In it, Tom Cruise’s super spy Ethan Hunt rides a bike off a cliff and attempts to parachute onto a train as it hurtles through the Austrian alps. You can even watch this insane stunt from Mission: Impossible - Dead Reckoning Part One here. What we got in the final film, however, was the abridged version.

Hamilton tells Variety in a recent interview how the set-piece "was about an hour-and-a-half long in our first iteration. We got it down to like 50 minutes in the finished movie…we combed through every shot and asked if we needed this frame and, 'Can we cut this any tighter?' We're really trying to squeeze every bit of air out of the movie."

That explains why the sequence holds your attention so well. But Hamilton wasn’t just focused on mercilessly chopping bits out. In one particular scene, he had to keep bits in. This is the moment between Ethan and Paris (Pom Klementieff), which needed room for the dialogue to breathe.

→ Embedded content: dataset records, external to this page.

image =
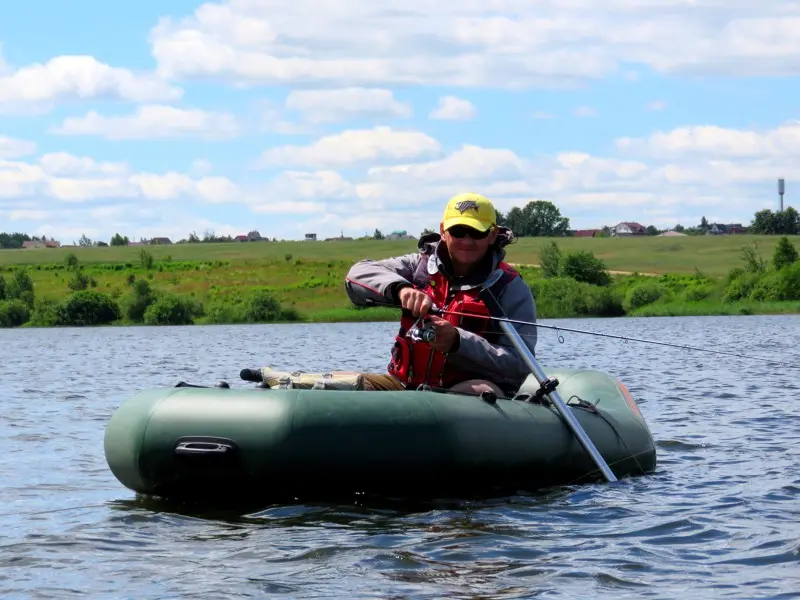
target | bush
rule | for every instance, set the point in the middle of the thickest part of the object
(741, 286)
(778, 286)
(45, 313)
(643, 293)
(785, 254)
(565, 297)
(88, 307)
(550, 260)
(138, 300)
(261, 307)
(169, 310)
(21, 287)
(146, 259)
(586, 267)
(81, 281)
(13, 313)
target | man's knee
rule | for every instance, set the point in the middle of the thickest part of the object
(477, 386)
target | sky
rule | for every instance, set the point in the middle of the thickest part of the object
(291, 117)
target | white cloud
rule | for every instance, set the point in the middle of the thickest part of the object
(37, 87)
(14, 148)
(451, 108)
(354, 146)
(319, 106)
(780, 142)
(510, 44)
(62, 163)
(468, 163)
(153, 122)
(584, 111)
(671, 175)
(201, 166)
(69, 178)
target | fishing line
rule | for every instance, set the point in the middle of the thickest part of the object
(558, 329)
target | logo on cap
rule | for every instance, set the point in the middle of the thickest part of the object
(466, 205)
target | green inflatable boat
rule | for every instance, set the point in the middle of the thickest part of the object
(289, 438)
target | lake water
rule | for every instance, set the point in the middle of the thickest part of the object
(719, 519)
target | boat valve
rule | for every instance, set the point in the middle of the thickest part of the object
(422, 333)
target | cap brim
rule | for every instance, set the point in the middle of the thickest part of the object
(467, 221)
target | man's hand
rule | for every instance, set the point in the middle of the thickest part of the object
(446, 334)
(416, 301)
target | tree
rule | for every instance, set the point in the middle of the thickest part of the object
(787, 221)
(550, 259)
(764, 222)
(784, 254)
(537, 218)
(515, 221)
(119, 240)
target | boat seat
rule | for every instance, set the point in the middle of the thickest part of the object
(332, 380)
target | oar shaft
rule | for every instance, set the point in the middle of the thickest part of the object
(555, 398)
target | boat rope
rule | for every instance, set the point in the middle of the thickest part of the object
(626, 339)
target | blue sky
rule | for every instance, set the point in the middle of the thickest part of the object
(292, 117)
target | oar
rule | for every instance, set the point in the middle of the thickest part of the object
(547, 387)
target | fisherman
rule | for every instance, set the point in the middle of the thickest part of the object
(459, 269)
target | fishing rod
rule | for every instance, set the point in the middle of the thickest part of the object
(439, 311)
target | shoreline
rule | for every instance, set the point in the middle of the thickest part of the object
(157, 290)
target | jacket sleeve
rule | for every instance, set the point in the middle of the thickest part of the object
(378, 280)
(500, 362)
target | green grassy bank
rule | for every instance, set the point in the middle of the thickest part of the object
(304, 281)
(713, 255)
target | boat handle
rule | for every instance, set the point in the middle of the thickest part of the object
(202, 448)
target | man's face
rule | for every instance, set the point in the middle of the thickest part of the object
(467, 245)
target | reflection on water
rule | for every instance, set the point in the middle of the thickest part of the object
(719, 518)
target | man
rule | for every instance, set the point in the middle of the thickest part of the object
(460, 269)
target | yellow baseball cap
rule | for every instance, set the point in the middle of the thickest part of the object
(472, 210)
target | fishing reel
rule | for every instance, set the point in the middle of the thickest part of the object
(422, 332)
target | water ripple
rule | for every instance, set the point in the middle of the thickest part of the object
(720, 518)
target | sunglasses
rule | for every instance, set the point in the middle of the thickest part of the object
(461, 231)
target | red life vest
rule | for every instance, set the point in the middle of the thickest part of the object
(415, 363)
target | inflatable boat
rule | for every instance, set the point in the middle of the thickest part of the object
(314, 436)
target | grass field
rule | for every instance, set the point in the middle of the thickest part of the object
(308, 277)
(712, 255)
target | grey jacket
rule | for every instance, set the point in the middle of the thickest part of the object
(500, 363)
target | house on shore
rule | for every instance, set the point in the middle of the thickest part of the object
(628, 228)
(399, 235)
(41, 244)
(252, 236)
(586, 232)
(728, 229)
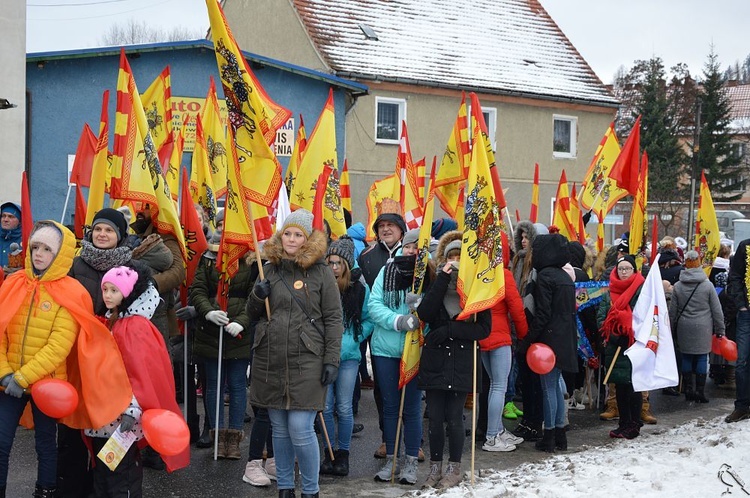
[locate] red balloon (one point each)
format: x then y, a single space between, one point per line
729 350
56 398
165 431
716 343
540 358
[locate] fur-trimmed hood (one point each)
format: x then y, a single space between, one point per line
523 226
312 251
446 239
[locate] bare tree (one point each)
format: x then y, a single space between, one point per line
134 32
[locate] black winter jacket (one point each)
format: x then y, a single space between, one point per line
448 366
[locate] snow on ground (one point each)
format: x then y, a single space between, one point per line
684 461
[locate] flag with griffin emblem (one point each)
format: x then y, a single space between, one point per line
481 283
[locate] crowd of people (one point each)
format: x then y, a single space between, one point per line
305 317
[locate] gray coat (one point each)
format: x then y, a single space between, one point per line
288 351
701 316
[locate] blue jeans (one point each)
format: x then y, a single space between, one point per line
294 435
497 363
742 371
45 436
553 400
695 363
234 379
339 396
387 379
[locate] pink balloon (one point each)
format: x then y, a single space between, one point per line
165 431
540 358
56 398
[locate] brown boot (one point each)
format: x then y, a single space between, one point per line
646 416
610 411
233 444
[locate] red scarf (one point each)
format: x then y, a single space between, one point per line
619 319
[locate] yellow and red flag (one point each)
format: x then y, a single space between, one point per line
481 283
625 170
215 139
454 165
202 187
136 160
84 160
707 239
598 190
346 192
380 189
157 104
101 165
561 216
638 217
534 212
408 190
300 142
320 154
195 239
253 117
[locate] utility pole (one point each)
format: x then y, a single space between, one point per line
694 172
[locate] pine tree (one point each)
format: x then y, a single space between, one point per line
716 156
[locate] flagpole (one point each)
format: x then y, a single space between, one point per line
65 206
219 394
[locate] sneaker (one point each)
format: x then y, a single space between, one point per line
271 468
384 475
737 415
509 438
496 443
409 472
255 474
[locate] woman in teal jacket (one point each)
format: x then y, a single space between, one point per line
357 328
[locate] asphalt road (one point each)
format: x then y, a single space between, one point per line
206 478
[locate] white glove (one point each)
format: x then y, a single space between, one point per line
218 317
234 329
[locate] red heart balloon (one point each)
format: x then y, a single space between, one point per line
165 431
540 358
56 398
729 350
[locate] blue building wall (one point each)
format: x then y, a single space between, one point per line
65 91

“I did a much tighter version of that scene that was about half the length," says Hamilton. "It was just information, but we watched it and there was nothing there. There was no emotion at all. We realized we had overcooked it.”

Mission: Impossible – Dead Reckoning Part One is already the longest film in the series, but with Hamilton dangling the idea of a 90-minute, uncut version of one of the movie’s best moments in front of us, suddenly it doesn’t feel long enough.